Given the slew of Executive Orders (EOs) last year focusing on diversity, equity, and inclusion (DEI) and roiling the funding and operations of recipients of federal financial assistance such as universities and nonprofits, recipients may be forgiven for passing over EO 14398, dated March 26, 2026. As we’ve been covering (here and here), EO 14398 marks a second phase of the administration’s focus on “racially discriminatory DEI activities.” Where EOs from 2025 focused on broad policy shifts and internal agency operations, 2026 EOs seek prospective operationalization of the administration’s policy preferences by baking restrictions on DEI activities into federal contracts.

While recipients are not mentioned in EO 14398, and the legal authority it invokes—the Federal Property and Administrative Services Act—applies exclusively to contracting and not federal financial assistance, recipients should take note of the EO’s introduction of a new contract clauseforbidding “racially discriminatory DEI activities.” This clause emphasizes themes and priorities of the administration, auguring where provisions of awards for federal financial assistance may be headed.

Specifically, the clause, to be set forth at FAR 52.220-90 as “Addressing DEI Discrimination by Federal Contractors,” provides several notable terms:

  • Contractors are forbidden from engaging “in any racially discriminatory DEI activities.” Rather than all DEI activities, the clause uses the modifier “racially discriminatory.” The clause defines the term as “disparate treatment based on race or ethnicity in the recruitment, employment (e.g., hiring, promotions), contracting (e.g., vendor agreements), program participation, or allocation or deployment of an entity’s resources.” We expect that over time, organizations, whether they’re performing procurement contracts or recipients, will parse this clause closely to ensure compliance. Key issues will turn on whether race or ethnicity drives preferences, access, selection, and/or funding. An organization that has a program centered on other criteria, such as geography, socioeconomic status, veteran status, disability, etc., may generate a different risk assessment.
  • Noncompliance with the clause, including that of a subcontractor, is grounds for cancellation, termination, or suspension of the entire contract and ineligibility for further government contracts. This provision makes “racially discriminatory DEI activities” a land mine that could not only ruin a contract but also exclude a contractor from all federal business. Actual invocation of this clause would probably be rare, but its inclusion signals how the government could approach a contractor’s operations. Recipients should take note because federal financial assistance awards could include analogous language.
  • The contractor will report both on a subcontractor’s conduct that may violate the clause and if a subcontractor sues the contractor regarding the validity of the DEI clause. With these terms, the government is seeking transparency into a contractor’s subcontract management practices and explicit communication regarding any challenge to the clause. For recipients, this shows the extent to which federal agencies will be seeking to intrude into organizational operations. If the federal government wants contractors to be its eyes and ears in the hunt for “racially discriminatory DEI activities,” we don’t see why it wouldn’t also want to enlist recipients at some point.
  • Compliance with the contract is material for payment with explicit reference to the False Claims Act (FCA). By making the government’s most powerful enforcement tool an explicit part of a contract, the government is signaling to the industrial base the importance of policing “racially discriminatory DEI activities.” Recipients should already be familiar with the FCA, but this is noteworthy because it seeks to make litigation around FCA cases easier for the government. By baking this term into a contract, the government obtains more leverage when investigating FCA allegations. For recipients, we would not be surprised if a similar provision starts appearing in agencies’ standard award provisions.

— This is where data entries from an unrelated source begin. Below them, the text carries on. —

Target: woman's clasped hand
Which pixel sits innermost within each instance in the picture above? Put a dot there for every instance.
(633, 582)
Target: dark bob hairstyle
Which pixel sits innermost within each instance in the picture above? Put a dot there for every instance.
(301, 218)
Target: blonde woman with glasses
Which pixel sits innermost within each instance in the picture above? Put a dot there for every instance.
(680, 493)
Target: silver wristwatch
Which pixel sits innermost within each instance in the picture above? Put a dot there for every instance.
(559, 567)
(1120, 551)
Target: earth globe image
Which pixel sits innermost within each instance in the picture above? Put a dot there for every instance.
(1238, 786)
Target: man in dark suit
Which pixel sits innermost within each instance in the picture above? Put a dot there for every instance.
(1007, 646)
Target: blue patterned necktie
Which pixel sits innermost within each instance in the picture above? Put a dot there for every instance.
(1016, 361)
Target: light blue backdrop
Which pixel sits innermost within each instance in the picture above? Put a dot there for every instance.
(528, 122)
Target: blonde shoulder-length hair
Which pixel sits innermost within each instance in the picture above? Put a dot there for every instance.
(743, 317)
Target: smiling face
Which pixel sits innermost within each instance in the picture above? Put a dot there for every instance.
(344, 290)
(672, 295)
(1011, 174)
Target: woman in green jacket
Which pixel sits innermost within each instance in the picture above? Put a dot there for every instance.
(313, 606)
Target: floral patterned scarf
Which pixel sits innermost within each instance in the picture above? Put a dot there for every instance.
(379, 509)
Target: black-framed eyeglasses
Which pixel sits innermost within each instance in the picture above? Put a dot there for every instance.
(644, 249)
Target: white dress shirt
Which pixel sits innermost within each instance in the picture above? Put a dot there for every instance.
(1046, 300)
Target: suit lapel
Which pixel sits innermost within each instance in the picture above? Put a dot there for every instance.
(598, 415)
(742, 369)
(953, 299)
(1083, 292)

Steps Recipients Can Take to Prepare Now

In our previous commentary, we urged contractors to treat the “DEI clause” as a multifaceted compliance requirement. Recipients should continue monitoring developments and enhancing their understanding of what kinds of risks their awards may pose. Now is a good time to map their activities and the activities of their subawardees, know the precise terms of their awards, and understand how claims for reimbursement or payment from their awarding agencies are made.